The combined deficit of the UKs 6,000 defined benefit pension funds fell by £20bn in September to £690bn after a record high the previous month.
That is according to PwC's latest Skyval Index, which shows that funds now have collective liabilities of £2,140bn and assets of £1,450bn.
However, September's market movements show that they are dealing with the impact of short-term volatility, combined with long-term challenges arising from low interest rates.
"This can particularly affect funds with larger short-term benefit payments to meet," PwC global head of pensions, Raj Mody.
"It depends on whether their asset portfolio is properly set up to meet those demands without having to make emergency changes to release cash."
The asset, liability and deficit levels of DB pension funds are shown below:
The funding measure is based on the value of liabilities used by trustees to determine company cash contributions, while the accounting one reflects data shown in company accounts, discounting future obligations.
PwC's 'buy-out' data is based on the value an insurer would typically place on the fund's liabilities, but is a hypothetical scenario as there is not enough capital market capacity for all funds to buy out their total liabilities at once.

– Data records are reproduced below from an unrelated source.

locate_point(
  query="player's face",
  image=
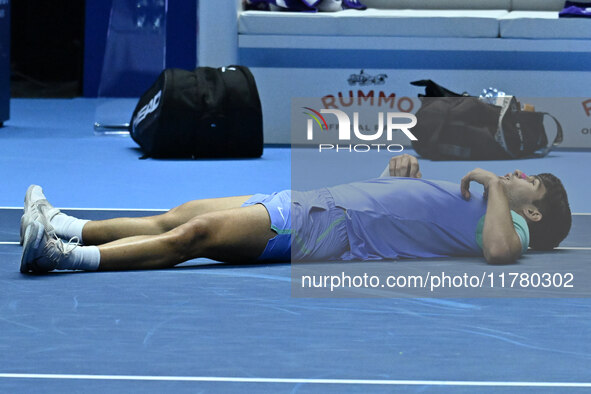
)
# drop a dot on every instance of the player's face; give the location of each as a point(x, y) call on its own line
point(522, 189)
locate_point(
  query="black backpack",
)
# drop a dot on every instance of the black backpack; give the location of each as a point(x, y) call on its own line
point(204, 113)
point(453, 126)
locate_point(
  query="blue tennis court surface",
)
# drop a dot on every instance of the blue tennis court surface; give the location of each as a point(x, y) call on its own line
point(210, 327)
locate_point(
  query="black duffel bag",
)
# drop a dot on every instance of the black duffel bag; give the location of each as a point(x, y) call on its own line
point(453, 126)
point(204, 113)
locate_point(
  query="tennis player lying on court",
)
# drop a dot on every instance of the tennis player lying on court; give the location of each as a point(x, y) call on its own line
point(399, 215)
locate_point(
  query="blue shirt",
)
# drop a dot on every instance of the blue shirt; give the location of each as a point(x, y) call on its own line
point(413, 218)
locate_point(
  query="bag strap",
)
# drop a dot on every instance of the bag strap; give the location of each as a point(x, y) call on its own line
point(557, 139)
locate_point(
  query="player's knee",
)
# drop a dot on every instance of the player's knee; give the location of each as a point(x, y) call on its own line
point(167, 221)
point(190, 239)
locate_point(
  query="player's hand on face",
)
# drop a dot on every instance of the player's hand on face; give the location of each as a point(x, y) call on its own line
point(405, 166)
point(477, 175)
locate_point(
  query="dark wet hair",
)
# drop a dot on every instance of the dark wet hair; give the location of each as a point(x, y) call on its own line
point(556, 216)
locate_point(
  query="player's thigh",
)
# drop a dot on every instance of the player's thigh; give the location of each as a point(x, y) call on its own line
point(187, 211)
point(238, 234)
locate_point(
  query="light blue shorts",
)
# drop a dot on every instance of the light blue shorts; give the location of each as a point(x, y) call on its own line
point(278, 206)
point(310, 220)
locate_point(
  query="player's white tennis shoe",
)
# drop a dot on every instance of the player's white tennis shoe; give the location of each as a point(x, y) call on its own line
point(36, 205)
point(43, 251)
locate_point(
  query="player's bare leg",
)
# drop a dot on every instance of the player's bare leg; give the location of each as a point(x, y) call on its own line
point(231, 235)
point(104, 231)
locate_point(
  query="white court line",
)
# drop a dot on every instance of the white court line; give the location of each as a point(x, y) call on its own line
point(164, 210)
point(101, 209)
point(558, 248)
point(297, 380)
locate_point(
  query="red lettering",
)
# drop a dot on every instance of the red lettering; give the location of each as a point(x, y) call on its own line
point(407, 100)
point(391, 98)
point(349, 103)
point(329, 102)
point(362, 97)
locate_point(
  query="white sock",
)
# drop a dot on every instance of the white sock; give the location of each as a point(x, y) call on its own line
point(86, 258)
point(67, 227)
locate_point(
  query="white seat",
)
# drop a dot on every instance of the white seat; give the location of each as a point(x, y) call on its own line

Although the deficit situation arises from long-term interest rates, Mody said the fact that pension liabilities depend on inflation and life expectancy may leave trustees questioning why interest rates matter.
He also highlights how pension benefits are not calculated with reference to interest rates, but said: "Company sponsors are under pressure to finance funds over a much shorter period than its whole lifetime.
"If long-term returns are forecast to be lower, this can increase the cash demands on company sponsors, to make good the difference in the short-term."
Mody was also keen to warn that, although they serve a purpose for historic financial accounts, reported accounting numbers should not be relied on to inform decisions as they are not tailored to funds' specific circumstances.
"The apparent deficit situation for each pension scheme need not be taken at face value. Schemes should look again at the most appropriate forecast returns to use, specific to their situation," he concluded.